Remember that old canard, often heard after a couple of celebratory wines had been consumed, that compulsory super somehow made Australia’s financial services industry ‘recession proof’? Seems especially outrageous now, doesn’t it.

The money will keep rolling in for as long as unemployment keeps low. However the big drop in equity markets has revealed the extent to which the industry had factored in a big performance fee component, and taken for granted that clients would never flee en masse to cash, as they appear to have done. (Although in a heartening sign of industry resilience, it seems that many advisers are receiving trailing commissions for parking their clients in term deposits. Congratulations all.)

Funds managers’ reactions to the lean times have in some cases been predictable. BT Financial Group’s 100 redundancies, revealed in I&T News last month, have only received more publicity than downsizings at other firms because of heightened focus ahead of the Westpac-St.George merger, and curiosity about what further synergies are being cooked up by the integration taskforce (to which BT chief information officer Tony Forward is understood to have been seconded).

However, other groups are trying different approaches, to at least postpone cuts to headcount.
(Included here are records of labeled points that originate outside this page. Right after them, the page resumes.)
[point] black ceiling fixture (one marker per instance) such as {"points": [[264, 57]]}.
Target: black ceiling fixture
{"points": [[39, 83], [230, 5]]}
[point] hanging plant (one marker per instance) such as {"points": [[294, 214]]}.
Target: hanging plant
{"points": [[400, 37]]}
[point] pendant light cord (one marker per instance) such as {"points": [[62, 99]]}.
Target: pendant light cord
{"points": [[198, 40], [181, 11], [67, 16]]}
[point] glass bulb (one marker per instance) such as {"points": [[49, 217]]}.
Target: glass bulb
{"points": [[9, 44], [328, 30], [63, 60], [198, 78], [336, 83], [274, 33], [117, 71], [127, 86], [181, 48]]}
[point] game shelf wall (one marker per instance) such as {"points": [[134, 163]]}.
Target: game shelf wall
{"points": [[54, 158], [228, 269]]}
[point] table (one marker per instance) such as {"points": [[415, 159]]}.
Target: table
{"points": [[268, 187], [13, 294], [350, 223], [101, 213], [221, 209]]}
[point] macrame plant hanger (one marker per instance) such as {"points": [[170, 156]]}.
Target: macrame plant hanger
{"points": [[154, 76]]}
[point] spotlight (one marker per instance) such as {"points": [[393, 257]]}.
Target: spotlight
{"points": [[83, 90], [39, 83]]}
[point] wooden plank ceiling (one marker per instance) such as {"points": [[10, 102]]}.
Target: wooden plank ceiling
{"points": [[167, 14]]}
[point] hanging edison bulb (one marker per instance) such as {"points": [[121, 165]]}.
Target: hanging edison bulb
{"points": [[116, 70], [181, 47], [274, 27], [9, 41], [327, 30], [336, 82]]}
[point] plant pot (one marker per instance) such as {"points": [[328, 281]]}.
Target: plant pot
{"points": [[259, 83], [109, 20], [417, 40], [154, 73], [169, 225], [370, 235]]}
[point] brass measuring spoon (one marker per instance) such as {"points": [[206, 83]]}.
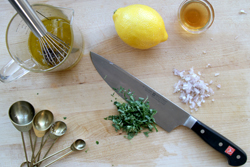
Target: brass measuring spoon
{"points": [[78, 145], [57, 129], [21, 114], [41, 123]]}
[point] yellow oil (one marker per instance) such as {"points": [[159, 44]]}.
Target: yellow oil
{"points": [[57, 26], [195, 15]]}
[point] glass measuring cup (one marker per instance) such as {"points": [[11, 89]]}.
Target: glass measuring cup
{"points": [[17, 42]]}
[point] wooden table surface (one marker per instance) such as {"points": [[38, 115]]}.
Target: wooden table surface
{"points": [[82, 96]]}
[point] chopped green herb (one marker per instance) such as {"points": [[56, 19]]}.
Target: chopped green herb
{"points": [[134, 116], [146, 133]]}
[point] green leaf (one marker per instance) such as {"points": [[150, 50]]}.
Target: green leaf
{"points": [[133, 116]]}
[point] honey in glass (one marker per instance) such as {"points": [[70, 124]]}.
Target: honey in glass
{"points": [[195, 16]]}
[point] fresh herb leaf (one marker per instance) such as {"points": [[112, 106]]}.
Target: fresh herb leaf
{"points": [[134, 116]]}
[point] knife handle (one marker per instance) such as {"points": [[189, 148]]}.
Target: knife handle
{"points": [[235, 155]]}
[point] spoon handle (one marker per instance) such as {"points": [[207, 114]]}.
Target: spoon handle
{"points": [[32, 158], [59, 158], [24, 148], [41, 147], [48, 150], [51, 155], [31, 144], [39, 152]]}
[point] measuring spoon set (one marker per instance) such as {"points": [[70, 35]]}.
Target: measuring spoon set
{"points": [[22, 115]]}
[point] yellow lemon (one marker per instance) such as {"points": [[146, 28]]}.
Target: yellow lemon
{"points": [[140, 26]]}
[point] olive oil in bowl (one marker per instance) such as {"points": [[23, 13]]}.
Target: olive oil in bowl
{"points": [[196, 16], [57, 26]]}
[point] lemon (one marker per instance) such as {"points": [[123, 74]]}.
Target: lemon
{"points": [[140, 26]]}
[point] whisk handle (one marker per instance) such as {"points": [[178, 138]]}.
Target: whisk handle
{"points": [[24, 9]]}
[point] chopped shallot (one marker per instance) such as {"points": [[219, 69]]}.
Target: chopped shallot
{"points": [[193, 90], [216, 74]]}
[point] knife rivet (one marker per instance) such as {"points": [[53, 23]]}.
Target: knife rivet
{"points": [[202, 131]]}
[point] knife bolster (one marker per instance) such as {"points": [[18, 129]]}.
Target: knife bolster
{"points": [[190, 122]]}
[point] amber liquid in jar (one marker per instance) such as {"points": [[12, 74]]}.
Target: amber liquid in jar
{"points": [[195, 15]]}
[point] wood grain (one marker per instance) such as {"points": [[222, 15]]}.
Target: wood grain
{"points": [[84, 98]]}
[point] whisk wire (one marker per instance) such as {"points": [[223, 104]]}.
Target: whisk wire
{"points": [[45, 52], [54, 49]]}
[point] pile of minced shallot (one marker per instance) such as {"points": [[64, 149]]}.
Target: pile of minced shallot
{"points": [[193, 90]]}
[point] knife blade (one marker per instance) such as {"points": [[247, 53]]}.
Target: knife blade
{"points": [[169, 115]]}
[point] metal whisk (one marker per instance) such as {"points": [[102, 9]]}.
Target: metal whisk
{"points": [[54, 50]]}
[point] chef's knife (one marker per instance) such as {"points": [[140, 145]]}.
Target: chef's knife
{"points": [[169, 115]]}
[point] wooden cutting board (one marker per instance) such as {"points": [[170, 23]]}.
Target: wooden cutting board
{"points": [[84, 98]]}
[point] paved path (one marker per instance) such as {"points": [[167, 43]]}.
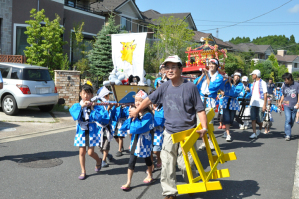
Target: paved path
{"points": [[265, 169]]}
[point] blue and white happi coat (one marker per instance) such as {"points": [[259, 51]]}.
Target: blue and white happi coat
{"points": [[158, 126], [278, 94], [95, 115], [141, 127], [232, 92], [121, 116]]}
There’s the classic ‘cut everything that’s not rent and wages’ strategy, which we’re told is in place at more than a couple of firms whose names aren’t in the paper every day. UBS – whose name is – has since late 2007 had a global directive that beleaguered staff cannot fly business-class for trips under five hours. Our software vendor readers would already be trying to capitalise on another common reaction to lean times – the outsourcing of more backoffice and admin services, as, for instance, deputy chief executive Andrew Laing recently revealed would be the case globally at Aberdeen Asset Management.
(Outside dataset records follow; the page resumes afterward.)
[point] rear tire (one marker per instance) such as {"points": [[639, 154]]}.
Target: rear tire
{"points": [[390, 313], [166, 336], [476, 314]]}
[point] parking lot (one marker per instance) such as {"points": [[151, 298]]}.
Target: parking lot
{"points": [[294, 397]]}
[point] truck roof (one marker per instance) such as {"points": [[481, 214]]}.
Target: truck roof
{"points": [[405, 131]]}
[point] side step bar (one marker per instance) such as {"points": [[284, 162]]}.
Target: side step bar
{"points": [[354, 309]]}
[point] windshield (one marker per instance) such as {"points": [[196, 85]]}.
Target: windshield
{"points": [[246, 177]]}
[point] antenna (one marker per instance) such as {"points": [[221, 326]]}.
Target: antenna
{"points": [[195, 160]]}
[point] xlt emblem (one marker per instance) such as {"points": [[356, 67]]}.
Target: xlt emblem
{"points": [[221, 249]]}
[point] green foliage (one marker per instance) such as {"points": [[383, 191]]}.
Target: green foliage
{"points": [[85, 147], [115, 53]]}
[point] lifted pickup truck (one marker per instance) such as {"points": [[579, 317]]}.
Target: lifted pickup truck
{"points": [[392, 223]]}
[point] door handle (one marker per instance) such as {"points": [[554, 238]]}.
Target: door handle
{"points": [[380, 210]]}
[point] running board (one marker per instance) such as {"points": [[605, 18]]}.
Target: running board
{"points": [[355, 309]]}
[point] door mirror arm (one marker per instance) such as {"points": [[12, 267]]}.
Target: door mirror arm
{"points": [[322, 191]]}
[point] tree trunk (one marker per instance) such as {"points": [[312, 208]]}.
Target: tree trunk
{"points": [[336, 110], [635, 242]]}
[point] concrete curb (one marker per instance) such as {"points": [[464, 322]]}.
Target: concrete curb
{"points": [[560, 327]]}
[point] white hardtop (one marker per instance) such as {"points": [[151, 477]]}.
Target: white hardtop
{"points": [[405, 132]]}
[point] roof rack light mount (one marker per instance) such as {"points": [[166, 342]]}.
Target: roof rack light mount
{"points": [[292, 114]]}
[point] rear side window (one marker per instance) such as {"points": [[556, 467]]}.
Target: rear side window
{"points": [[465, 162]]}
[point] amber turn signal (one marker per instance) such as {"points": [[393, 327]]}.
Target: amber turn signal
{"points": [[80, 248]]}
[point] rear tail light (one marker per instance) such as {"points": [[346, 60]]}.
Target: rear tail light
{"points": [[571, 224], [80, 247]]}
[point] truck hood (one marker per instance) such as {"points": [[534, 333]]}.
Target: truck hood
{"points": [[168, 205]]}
But the most interesting idea I’ve heard is one apparently being considered by one of the biggest Australian-owned wealth managers. It’s looking at offering all staff the option of going four days a week. The prospect of a 20 per cent pay cut may scare many of us, but recruiters tell me that a long weekend, every weekend, is actually an arrangement desired by a surprisingly high number of workers.
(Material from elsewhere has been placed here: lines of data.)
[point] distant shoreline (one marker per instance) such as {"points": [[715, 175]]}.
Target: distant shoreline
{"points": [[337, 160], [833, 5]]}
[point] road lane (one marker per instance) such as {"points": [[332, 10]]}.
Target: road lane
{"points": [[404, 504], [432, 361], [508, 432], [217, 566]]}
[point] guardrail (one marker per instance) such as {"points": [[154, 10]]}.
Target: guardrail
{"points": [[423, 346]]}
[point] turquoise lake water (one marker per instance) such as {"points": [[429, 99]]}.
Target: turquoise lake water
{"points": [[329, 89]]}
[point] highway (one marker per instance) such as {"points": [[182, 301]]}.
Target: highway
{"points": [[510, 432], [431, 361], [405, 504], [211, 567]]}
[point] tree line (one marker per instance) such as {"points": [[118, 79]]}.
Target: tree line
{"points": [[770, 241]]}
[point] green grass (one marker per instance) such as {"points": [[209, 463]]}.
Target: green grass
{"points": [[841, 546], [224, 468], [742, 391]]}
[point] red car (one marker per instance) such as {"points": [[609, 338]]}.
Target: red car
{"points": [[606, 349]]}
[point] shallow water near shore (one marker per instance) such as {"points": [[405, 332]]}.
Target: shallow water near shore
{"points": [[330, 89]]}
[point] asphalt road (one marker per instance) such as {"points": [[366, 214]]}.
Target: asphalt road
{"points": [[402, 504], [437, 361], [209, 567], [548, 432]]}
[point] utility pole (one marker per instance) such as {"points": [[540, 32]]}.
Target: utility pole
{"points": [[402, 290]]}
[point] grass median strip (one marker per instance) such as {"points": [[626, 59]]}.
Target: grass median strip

One presumes the staff who’d take up the offer are not primary breadwinners. But if enough of them do take it up, across a workforce of several thousand you might achieve the cost savings you need without any of the bad publicity, bad karma or corporate memory loss that goes with some of the approaches mentioned above. I

 could go on to tell you how unwise it would be to cut marketing spend at a time like this, but you’d all see through that as easily as if I told you that fin services was recession-proof.